The GAO Report on Federal Land Management (GAO-07-863): "[R]esource managers do not have sufficient site-specific information to plan for and manage the effects of climate change on the federal resources they manage. In particular, the managers lack computational models for local projections of expected changes and detailed inventories and monitoring systems for an adequate baseline understanding of existing local species. Without such information, managers are limited to reacting to already-observed climate change effects on their units, which makes it difficult to plan for future changes."

The 2007 National Research Council report on the U.S. Climate Change Science Program (http://books.nap.edu/catalog.php?record_id=10635):

"…[P]rogress in synthesizing research results or supporting decision making and risk management has been inadequate. …Although the temperature trends assessment (CCSP, 2006b) was influential in the 2007 report of the Intergovernmental Panel on Climate Change, 19 other CCSP synthesis and assessment products scheduled to be released by now are still in the production stage. Also, only a few small programs (e.g., Regional Integrated Sciences and Assessments program, Decision Making Under Uncertainty centers) have been initiated to identify and engage decision makers.

"Progress in understanding and predicting climate change has improved more at global, continental, and ocean basin scales than at regional and local scales. Information at regional and local scales is most relevant for state and local resource managers and policy makers, as well as for the general population, but progress on these smaller spatial scales has been inadequate.

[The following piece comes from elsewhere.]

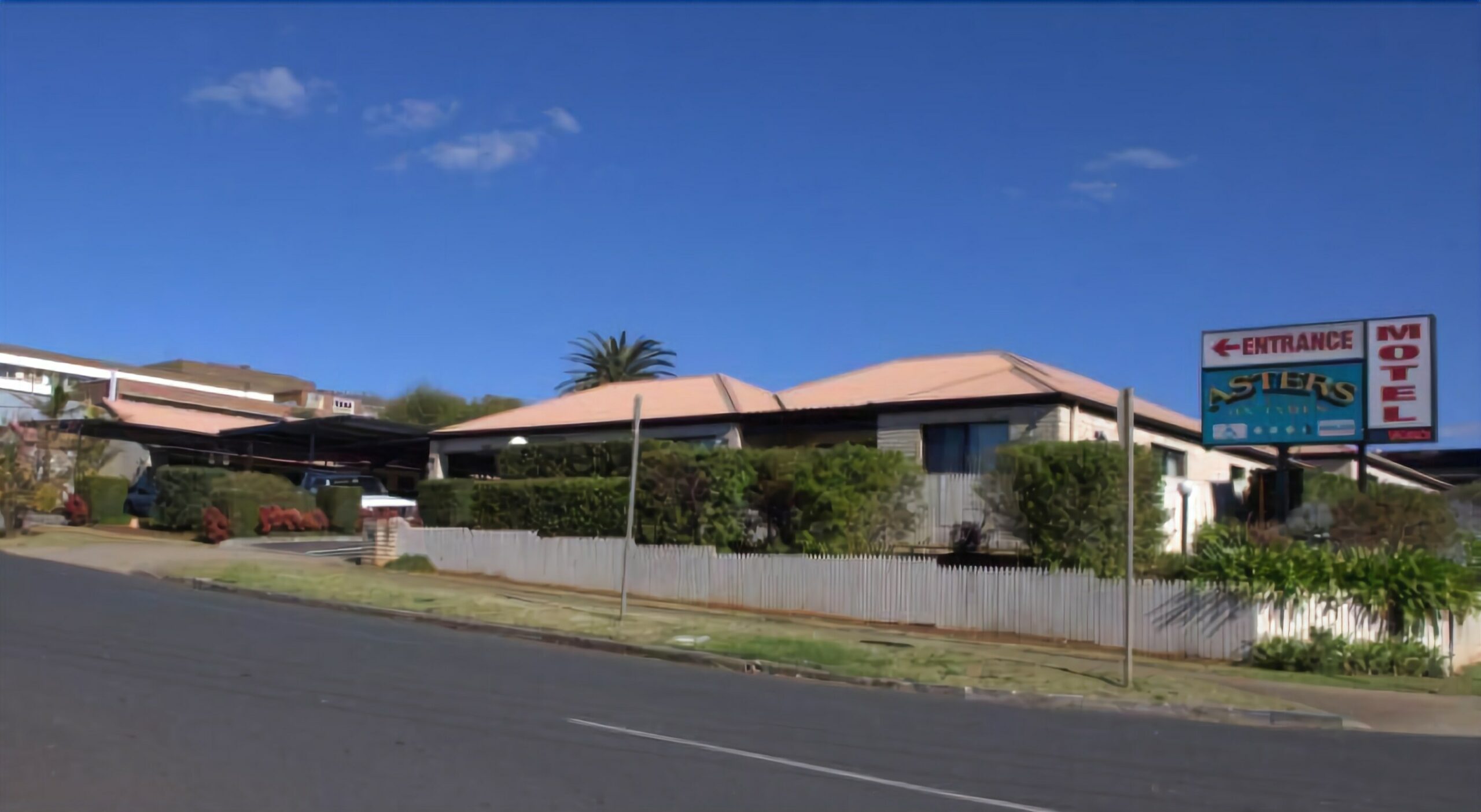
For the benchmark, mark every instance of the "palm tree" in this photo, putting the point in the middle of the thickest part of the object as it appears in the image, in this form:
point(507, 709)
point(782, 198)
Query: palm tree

"Improving understanding of regional-scale climate processes and their impacts in North America, for example, would require improved integrated modeling, regional-scale observations, and the development of scenarios of climate change and impacts.

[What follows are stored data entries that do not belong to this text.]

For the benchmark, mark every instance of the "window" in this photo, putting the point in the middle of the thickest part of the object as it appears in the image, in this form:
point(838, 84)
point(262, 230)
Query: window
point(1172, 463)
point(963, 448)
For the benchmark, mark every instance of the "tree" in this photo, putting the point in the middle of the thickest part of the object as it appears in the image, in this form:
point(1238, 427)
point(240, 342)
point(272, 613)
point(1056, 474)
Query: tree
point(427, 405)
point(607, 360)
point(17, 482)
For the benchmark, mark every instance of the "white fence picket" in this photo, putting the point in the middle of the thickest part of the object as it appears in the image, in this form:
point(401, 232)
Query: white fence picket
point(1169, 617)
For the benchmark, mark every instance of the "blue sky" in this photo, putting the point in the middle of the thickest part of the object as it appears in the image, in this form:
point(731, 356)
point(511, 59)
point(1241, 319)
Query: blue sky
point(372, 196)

"Our understanding of the impact of climate changes on human well-being and vulnerabilities is much less developed than our understanding of the natural climate system. Progress in human dimensions research has lagged progress in natural climate science, and the two fields have not yet been integrated in a way that would allow the potential societal impacts of climate change and management responses to be addressed. This disparity in progress likely reflects the inability of the CCSP to support a consistent and cogent research agenda as recommended in previous studies."